L’entrepreneuriat féminin : défis et perspectives

L’impact positif de l’entrepreneuriat des femmes sur la réduction de la pauvreté des ménages, l’amélioration de leur pouvoir et leur leadership ne sont plus à démontrer. Et le FPI n’est pas à sa première expérience dans le financement de leurs activités économiques.

 

Au cours de la première session de l’atelier sur la thématique de « l’entrepreneuriat féminin : défis et perspectives », le Fonds de promotion de l’industrie (FPI) a été à l’écoute des femmes entrepreneures et de celles qui veulent investir dans les filières financées par cette institution. Depuis 2008, selon le monitoring, le FPI a déjà financé 52 projets portés par des femmes. Près de 33 % de ces projets sont effectifs et 2 % sont en cours de réalisation. Par rapport aux hommes, les femmes sont plus respectueuses de leurs engagements en dépit de difficultés rencontrées dans la mise en œuvre de leurs projets.

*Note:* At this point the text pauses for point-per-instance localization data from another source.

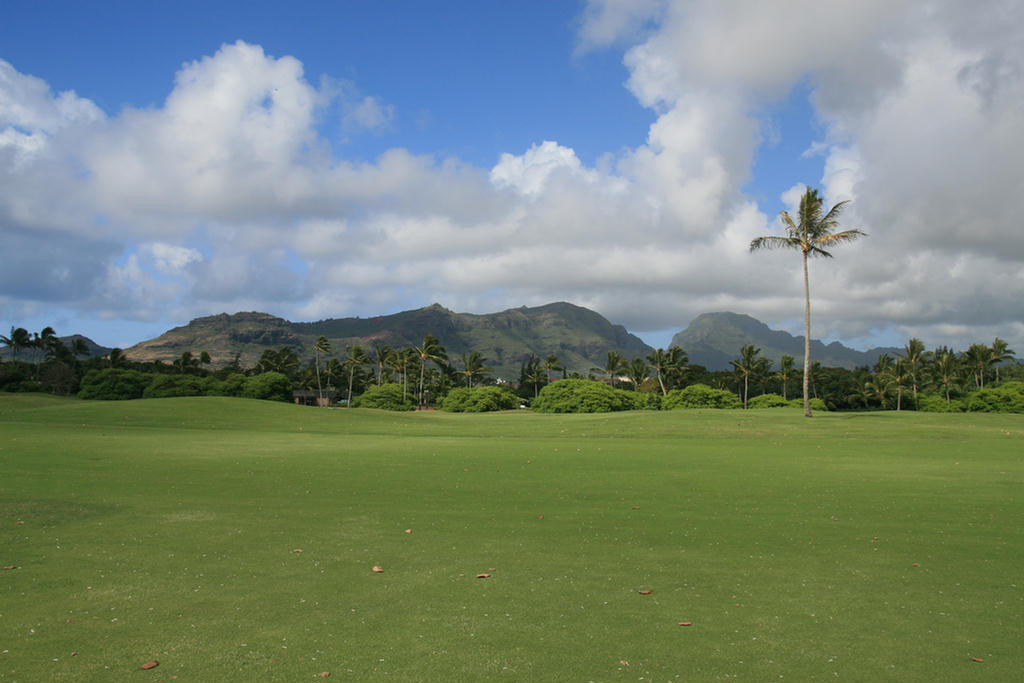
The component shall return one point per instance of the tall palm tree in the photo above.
(323, 345)
(355, 357)
(382, 353)
(745, 366)
(1000, 353)
(658, 360)
(637, 371)
(946, 371)
(18, 341)
(914, 356)
(785, 366)
(552, 364)
(978, 357)
(812, 235)
(473, 368)
(615, 364)
(431, 349)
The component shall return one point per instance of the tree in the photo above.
(745, 366)
(914, 356)
(473, 368)
(1000, 353)
(658, 360)
(812, 235)
(323, 345)
(614, 365)
(381, 358)
(946, 370)
(355, 357)
(978, 357)
(551, 365)
(785, 371)
(637, 371)
(431, 349)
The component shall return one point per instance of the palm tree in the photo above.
(431, 349)
(978, 357)
(472, 363)
(658, 360)
(354, 358)
(382, 354)
(946, 369)
(614, 365)
(637, 371)
(323, 345)
(812, 235)
(914, 356)
(551, 364)
(747, 365)
(18, 341)
(785, 369)
(1000, 353)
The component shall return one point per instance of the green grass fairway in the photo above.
(859, 547)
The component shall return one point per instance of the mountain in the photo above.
(581, 338)
(715, 339)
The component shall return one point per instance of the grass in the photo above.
(862, 547)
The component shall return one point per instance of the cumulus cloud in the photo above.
(227, 198)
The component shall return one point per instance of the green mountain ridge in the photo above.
(581, 338)
(715, 339)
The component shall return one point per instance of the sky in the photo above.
(163, 161)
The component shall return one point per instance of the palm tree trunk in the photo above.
(807, 340)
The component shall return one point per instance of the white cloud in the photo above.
(226, 198)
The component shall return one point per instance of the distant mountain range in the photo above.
(580, 337)
(715, 339)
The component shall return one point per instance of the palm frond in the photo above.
(774, 242)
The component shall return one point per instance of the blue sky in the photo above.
(165, 161)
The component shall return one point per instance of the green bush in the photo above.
(933, 403)
(268, 386)
(582, 396)
(114, 384)
(700, 395)
(167, 386)
(385, 396)
(479, 399)
(770, 400)
(643, 400)
(1007, 397)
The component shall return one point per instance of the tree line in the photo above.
(422, 375)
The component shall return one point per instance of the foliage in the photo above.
(642, 400)
(388, 396)
(114, 384)
(1008, 397)
(479, 399)
(933, 403)
(582, 396)
(770, 400)
(700, 395)
(268, 386)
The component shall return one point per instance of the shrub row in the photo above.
(117, 384)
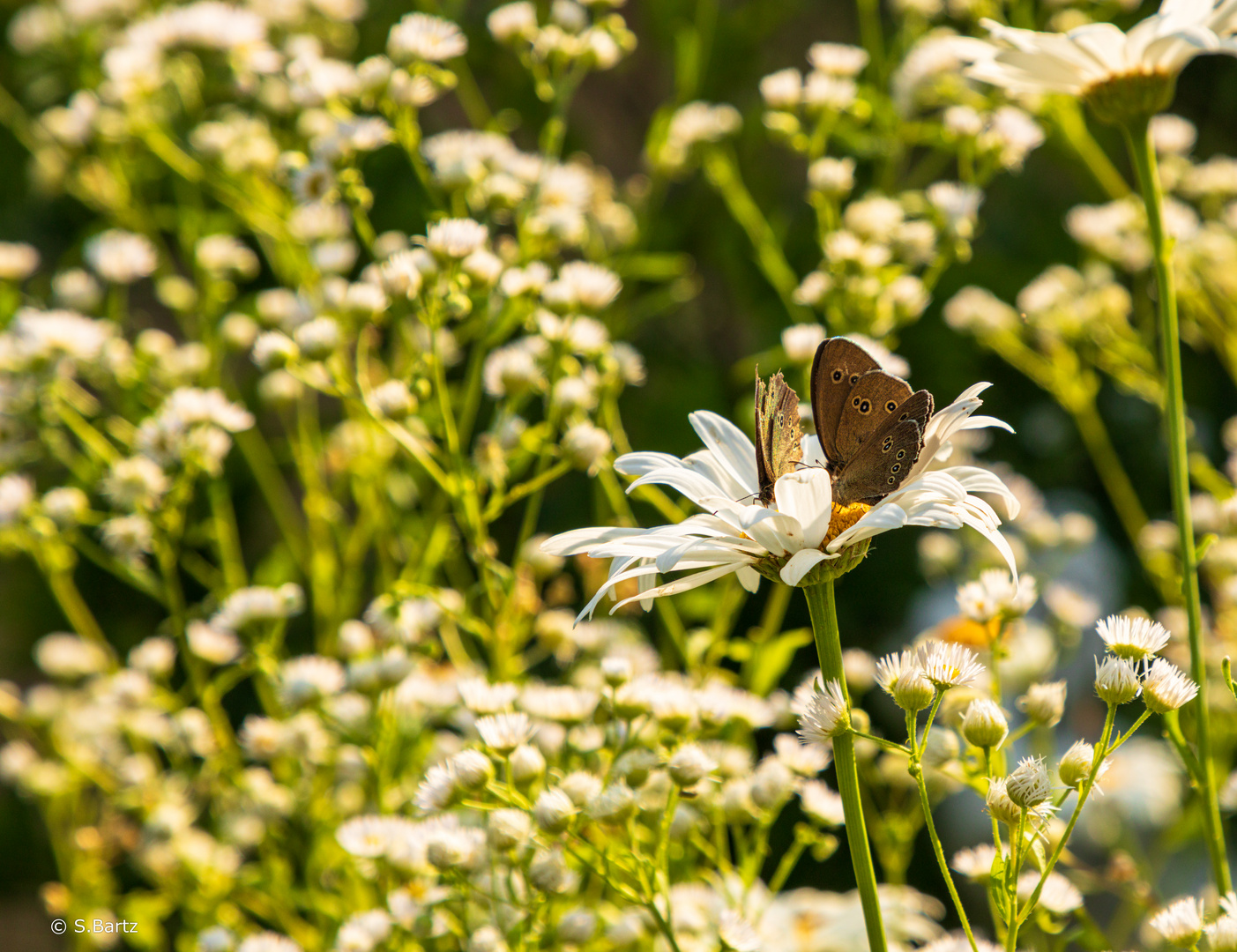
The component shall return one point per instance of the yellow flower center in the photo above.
(843, 518)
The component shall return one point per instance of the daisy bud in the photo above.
(1044, 703)
(1166, 688)
(1181, 923)
(1029, 785)
(525, 764)
(473, 770)
(318, 338)
(772, 784)
(1000, 804)
(984, 725)
(913, 691)
(690, 764)
(487, 939)
(553, 810)
(548, 872)
(585, 444)
(614, 804)
(1075, 765)
(509, 829)
(635, 765)
(393, 399)
(1114, 681)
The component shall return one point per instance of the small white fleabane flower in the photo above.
(456, 238)
(948, 664)
(1166, 688)
(1116, 681)
(1222, 933)
(825, 714)
(997, 592)
(1181, 923)
(737, 933)
(422, 36)
(1132, 637)
(505, 733)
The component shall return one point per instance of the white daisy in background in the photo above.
(1119, 73)
(801, 528)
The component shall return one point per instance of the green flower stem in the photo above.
(915, 770)
(829, 650)
(1142, 153)
(1101, 752)
(721, 169)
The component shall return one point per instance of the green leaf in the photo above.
(770, 660)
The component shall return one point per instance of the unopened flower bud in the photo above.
(473, 770)
(1044, 703)
(1114, 681)
(614, 804)
(690, 764)
(1000, 804)
(509, 829)
(1029, 785)
(985, 725)
(913, 691)
(553, 810)
(527, 764)
(1075, 765)
(393, 399)
(548, 872)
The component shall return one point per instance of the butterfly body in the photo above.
(870, 423)
(779, 435)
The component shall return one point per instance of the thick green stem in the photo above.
(1142, 153)
(829, 650)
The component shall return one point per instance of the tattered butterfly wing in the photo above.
(779, 435)
(881, 464)
(874, 399)
(838, 366)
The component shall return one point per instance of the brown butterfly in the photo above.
(779, 435)
(870, 423)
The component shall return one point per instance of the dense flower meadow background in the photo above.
(296, 361)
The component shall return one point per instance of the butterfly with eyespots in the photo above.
(870, 423)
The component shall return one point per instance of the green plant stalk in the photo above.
(1142, 153)
(721, 169)
(829, 650)
(938, 850)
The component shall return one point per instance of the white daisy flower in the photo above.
(1181, 923)
(1119, 73)
(1132, 638)
(801, 528)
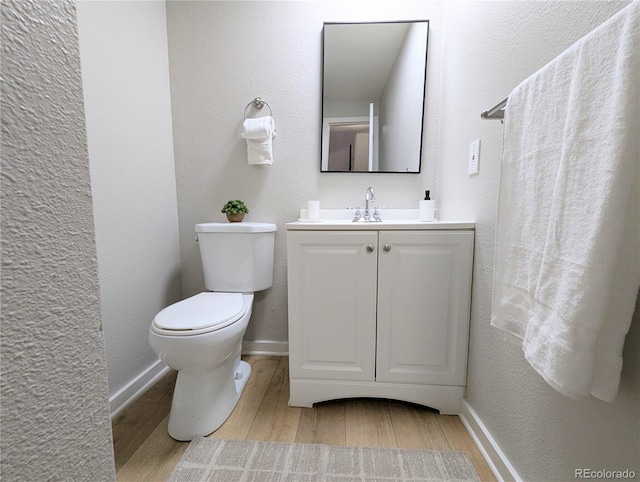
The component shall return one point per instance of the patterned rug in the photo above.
(247, 460)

C’est pourquoi, il y a nécessité d’un programme particulier d’encadrement pour les rendre performantes dans la création de conditions propices à l’entrepreneuriat afin de stimuler le démarrage et la modernisation de leurs entreprises. Plusieurs composantes font partie de ce programme de soutien : l’adhésion à des réseaux d’associations soutenant les mécanismes de renforcement du capital social entre femmes entrepreneures, le programme de mentorat ou de coaching, le développement des services financiers spécifiques, l’octroi des crédits d’investissement aux populations rurales…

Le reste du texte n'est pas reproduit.